Saddam Hussein's Republican Guard was beaten by the U.S. military in the 1991 Gulf War, bruised by sanctions ever since and battered by U.S. and British strikes in recent days.

But Saddam's best-equipped, best-trained and most trusted force was still expected to fiercely defend Baghdad -- whether motivated by pride, fear or loyalty to the Iraqi leader.

Divisions of the Republican Guard, which is commanded by Saddam's son Qusai, have been redeployed around Baghdad from camps in northern and southern Iraq to await a major ground offensive by American troops, analysts and Iraqi Kurdish opposition leaders said Monday.

Although much of the U.S.-led troops' attention thus far has focused on the Baath Party militia and Saddam's Fedayeen, irregular fighters who have clashed with coalition troops in ambushes and fake surrenders, the Western allies could soon confront the Republican Guard head-on. Most dangerous and most likely to fight to the death are the Special Republican Guard -- the guard's most loyal and best-trained units.

The guard's membership was once estimated at 80,000, but some experts believe the number has dropped dramatically since the 1991 Gulf War. Nearly 100,000 U.S. fighters are in Iraq, supported by about 200,000 others in the region.

Retired Egyptian Gen. Hossam Sweilim said the guard was not expected to play an important role until fighting for Baghdad begins. The southern front line is about 50 miles from Baghdad, and the U.S.-led invasion force has already engaged the guard in preliminary fighting.

"He [Saddam] will not move his precious assets of loyal men to be slaughtered by A-10 bombers and Apache helicopters," Sweilim told The Associated Press in an interview. "He is keeping them until doomsday."

Adel Murad, a leader of the Patriotic Union of Kurdistan, said Saddam has pulled almost all Republican Guard units from northern Iraq, where the U.S. military is believed to be preparing a northern front in its onslaught against Baghdad.

"It seems that he needs them in Baghdad more than in Kirkuk and Mosul," Murad said in a telephone interview from his headquarters in Sulaimaniyah.

A senior official at U.S. Central Command said there may be a "layered defense" of the guard around Baghdad.

"You have to get through the Republican Guard outer cordon, and then you've got the inner defense to deal with," said the official.

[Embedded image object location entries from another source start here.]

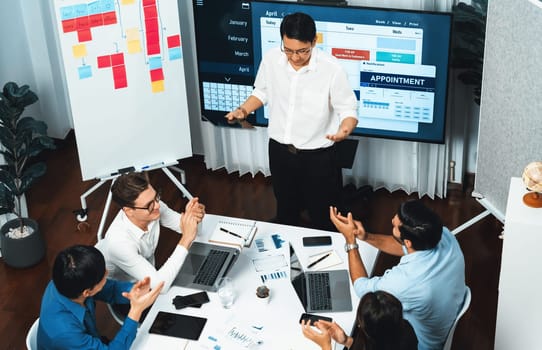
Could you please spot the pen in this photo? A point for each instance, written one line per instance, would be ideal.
(231, 233)
(317, 261)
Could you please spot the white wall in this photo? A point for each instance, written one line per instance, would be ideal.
(27, 57)
(30, 55)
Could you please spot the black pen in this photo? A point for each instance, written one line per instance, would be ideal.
(231, 233)
(317, 261)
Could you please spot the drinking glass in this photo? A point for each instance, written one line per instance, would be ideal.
(226, 291)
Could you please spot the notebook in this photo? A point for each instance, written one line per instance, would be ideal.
(205, 264)
(177, 325)
(237, 233)
(324, 260)
(321, 291)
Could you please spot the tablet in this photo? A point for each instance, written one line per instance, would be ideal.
(177, 325)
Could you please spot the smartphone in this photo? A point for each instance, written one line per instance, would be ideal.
(194, 300)
(313, 318)
(316, 241)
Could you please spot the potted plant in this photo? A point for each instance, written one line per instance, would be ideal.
(21, 138)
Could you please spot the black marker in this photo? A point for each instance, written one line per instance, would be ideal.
(317, 261)
(231, 233)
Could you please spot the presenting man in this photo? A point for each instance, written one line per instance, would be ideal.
(430, 277)
(311, 105)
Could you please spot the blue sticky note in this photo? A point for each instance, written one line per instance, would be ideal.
(84, 72)
(175, 53)
(155, 62)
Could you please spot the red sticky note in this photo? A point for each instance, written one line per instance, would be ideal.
(82, 23)
(117, 59)
(104, 61)
(110, 18)
(69, 25)
(119, 77)
(174, 41)
(151, 25)
(96, 20)
(153, 49)
(150, 12)
(157, 74)
(84, 35)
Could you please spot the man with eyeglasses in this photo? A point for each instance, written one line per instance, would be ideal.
(430, 277)
(311, 105)
(131, 239)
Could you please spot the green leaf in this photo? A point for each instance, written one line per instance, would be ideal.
(7, 200)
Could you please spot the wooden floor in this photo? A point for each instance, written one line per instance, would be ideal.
(54, 198)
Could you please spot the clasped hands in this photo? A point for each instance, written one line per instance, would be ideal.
(192, 216)
(324, 333)
(350, 228)
(141, 297)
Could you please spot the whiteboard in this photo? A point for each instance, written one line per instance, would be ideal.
(511, 106)
(123, 65)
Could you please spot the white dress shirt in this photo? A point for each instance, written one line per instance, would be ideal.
(304, 105)
(129, 251)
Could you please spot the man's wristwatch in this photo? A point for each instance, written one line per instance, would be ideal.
(349, 246)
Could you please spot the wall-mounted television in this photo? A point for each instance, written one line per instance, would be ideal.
(396, 60)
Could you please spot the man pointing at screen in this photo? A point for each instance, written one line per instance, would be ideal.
(311, 106)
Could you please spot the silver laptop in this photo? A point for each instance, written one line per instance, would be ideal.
(205, 264)
(321, 291)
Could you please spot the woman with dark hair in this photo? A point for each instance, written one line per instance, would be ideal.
(379, 326)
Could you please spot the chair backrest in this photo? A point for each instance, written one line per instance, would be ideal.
(466, 303)
(32, 336)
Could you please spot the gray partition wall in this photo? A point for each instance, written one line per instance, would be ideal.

Additional guard troops would likely be inside the city to mount "a harder defense," the official said.

The guard has six divisions: Medina, Baghdad and Adnan, usually arrayed to the north of the capital, and Hammurabi, Nebuchadnezzar and Nida, stationed to the south.

On Monday, U.S. troops said they captured several dozen Nebuchadnezzar division soldiers. A military source, who insisted on anonymity, said other guard divisions also were south of the capital -- the Medina division near Karbala, the Baghdad division around Kut -- and Hammurabi troops were headed south as reinforcements.

The Republican Guard, founded in 1980 to protect Saddam's regime, has no trouble finding volunteers -- a recruit's monthly salary is about $40, compared with $5 for a newly appointed Iraqi civil servant with a college degree. Benefits include gifts of land and extra food, along with free health care and education for their children.

"They were chosen on the basis of their loyalty to Saddam," said Ephraim Kam of Israel's Jaffee Center for Strategic Studies, who has written extensively about the Iraqi army. "As long as there is no guarantee that Saddam will collapse, they are afraid that he will stay in power and punish them."

Kam noted that while some even in the Republican Guard may want to depose Saddam, it would be humiliating to trade him for a foreign occupier.

Coalition planes have targeted guard positions in and around Baghdad in preparation for the war's likely decisive battle. The intention was to force the guard out of their holes and bunkers, creating easier targets for the U.S. warplanes and generally softening up their units.

Gen. Richard Myers, chairman of the U.S. Joint Chiefs of Staff, said airstrikes have reduced some guard units to less than half their prewar capacity.

That capacity was already greatly diminished, said Ian Kemp, news editor of Jane's Defense Weekly published in England.

The guard's eight divisions were cut to six after the 1991 Gulf War. Kemp said each of the divisions once boasted about 11,000 troops, but that number stood at about 8,000 at the start of the U.S. bombing in March.

Most of the guard's equipment, such as T-72 tanks, was bought from the Soviet Union in the 1970s and 1980s. Sanctions imposed after Iraq invaded Kuwait have made it difficult for Iraq to upgrade its arsenal, but the guard gets the best of what Saddam has.

The Republican Guard is thought to have 400 main battle tanks, about a third of what it had at the time it led Iraq's 1990 invasion of Kuwait. Other equipment had been similarly devastated, Kemp said.

An example of how the guard sank to that state: When Medina fought the American 1st Armored Division near Basra during the 1991 Gulf War, it lost 61 tanks and 34 armored personnel carriers in less than an hour.